Lightfoot conceded Tuesday night, telling supporters that she is now “rooting and praying for the next mayor of Chicago.”

Vallas built his campaign around a pro-police, tough-on-crime message — one he emphasized in celebratory remarks after Lightfoot called on Vallas and Johnson to concede.

“We will have a safe Chicago. We’re going to make Chicago the safest city in America,” Vallas said.

The big question over the next five weeks is whether Vallas’ more conservative message will attract enough support to win in a city where nearly 83% of the vote in the 2020 presidential race went to the Democratic ticket.

Johnson, in his speech on Tuesday night, showed the first signs that he will seek to consolidate the liberals who supported other candidates in the nine-person field. He mentioned each candidate by name.

“If you voted for one of these other candidates, I want you to know that I’m running to be your mayor, too,” Johnson said.

Because no candidate is within 50 percent of Tuesday’s election, the top two of the nine candidates on the ballot advance to the April 4 runoff.

Lightfoot, the first black woman and the first gay man to serve as mayor of a major city often underrated by conservatives in national debates about violence and gun control, emerged as an aggressive reformer promising a break from corruption and club governance. long marked Chicago politics.

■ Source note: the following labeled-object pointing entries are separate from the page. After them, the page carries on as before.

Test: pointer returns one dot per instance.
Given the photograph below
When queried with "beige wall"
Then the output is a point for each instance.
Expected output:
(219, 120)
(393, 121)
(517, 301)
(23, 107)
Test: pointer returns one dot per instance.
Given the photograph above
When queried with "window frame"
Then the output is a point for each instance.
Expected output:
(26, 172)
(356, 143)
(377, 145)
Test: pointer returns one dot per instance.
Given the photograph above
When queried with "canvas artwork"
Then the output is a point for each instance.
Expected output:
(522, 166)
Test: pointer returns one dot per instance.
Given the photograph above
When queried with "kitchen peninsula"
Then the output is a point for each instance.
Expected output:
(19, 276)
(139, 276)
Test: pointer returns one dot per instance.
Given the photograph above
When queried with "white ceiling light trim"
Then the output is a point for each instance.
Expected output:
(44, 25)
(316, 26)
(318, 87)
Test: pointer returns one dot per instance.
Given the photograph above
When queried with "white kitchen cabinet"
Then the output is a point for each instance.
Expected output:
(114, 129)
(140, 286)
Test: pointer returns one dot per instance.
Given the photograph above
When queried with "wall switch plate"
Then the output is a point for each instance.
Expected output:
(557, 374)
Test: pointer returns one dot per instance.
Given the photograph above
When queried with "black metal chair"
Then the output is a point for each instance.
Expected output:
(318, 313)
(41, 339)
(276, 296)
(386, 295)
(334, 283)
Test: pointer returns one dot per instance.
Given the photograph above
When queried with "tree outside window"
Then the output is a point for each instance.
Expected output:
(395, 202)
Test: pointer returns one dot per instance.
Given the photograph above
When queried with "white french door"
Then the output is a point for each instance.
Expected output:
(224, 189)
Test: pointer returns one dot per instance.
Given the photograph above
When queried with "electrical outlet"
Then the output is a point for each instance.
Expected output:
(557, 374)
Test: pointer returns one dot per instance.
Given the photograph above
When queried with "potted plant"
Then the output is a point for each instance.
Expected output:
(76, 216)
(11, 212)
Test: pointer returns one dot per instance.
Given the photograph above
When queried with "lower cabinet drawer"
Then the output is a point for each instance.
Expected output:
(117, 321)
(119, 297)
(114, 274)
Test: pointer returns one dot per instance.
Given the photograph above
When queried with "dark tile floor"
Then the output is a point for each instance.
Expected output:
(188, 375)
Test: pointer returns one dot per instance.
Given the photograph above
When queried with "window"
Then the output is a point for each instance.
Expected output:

But years of contentious fights over policing, teacher pay and public safety policies for Covid-19, as well as growing complaints of long waits on Chicago’s public transit system, have left Lightfoot vulnerable, raising the startling prospect of a second city ​​to oust its current mayor. first round of voting.

Lightfoot found herself with few allies in her bid for a second term, and a number of powerful interests turned against her. The Chicago Fraternal Order of Police endorsed Vallas. The Chicago Teachers Union endorsed Johnson. Democratic Gov. JB Pritzker, with whom Lightfoot clashed, dropped out of the race altogether.

More than 507,000 ballots had been cast by the close of polls Tuesday, Chicago elections officials said. More mail-in votes will be added to this total as they arrive.

Concerns about crime and public safety have rocked Chicago. Violence in the city soared in 2020 and 2021. And although shootings and murders have declined since then, other crimes — such as thefts, carjackings, robberies and burglaries — have increased since last year, according to the Chicago Police Department’s at the end of the year 2022 I am REPORTING.

The dynamic was similar to what has played out in other big city municipal elections in recent years. In New York, Mayor Eric Adams won with a pro-police, tough-on-crime message in 2021. But in Los Angeles, voters elected Rep. Karen Bass last year over billionaire developer Rick Caruso, who had raised $100 million in a campaign in which he had focused on a law and order pitch.

Chicago’s municipal elections are nonpartisan, but none of the candidates on Tuesday’s ballot call themselves Republicans. However, Lightfoot tried to portray Vallas in this way. She had attacked her record on crime early in the election campaign and had the support of the conservative police union.

Johnson, meanwhile, ate into Lightfoot’s support among progressives. He once advocated cutting police funding, but has backtracked on that message more recently, arguing that he meant he wanted to increase funding for other priorities, such as mental health treatment.

“Lori Lightfoot hasn’t made Chicago safer, but I will,” she said in one ad. “It’s time to get smart, not just tough.”

This story has been updated with additional information.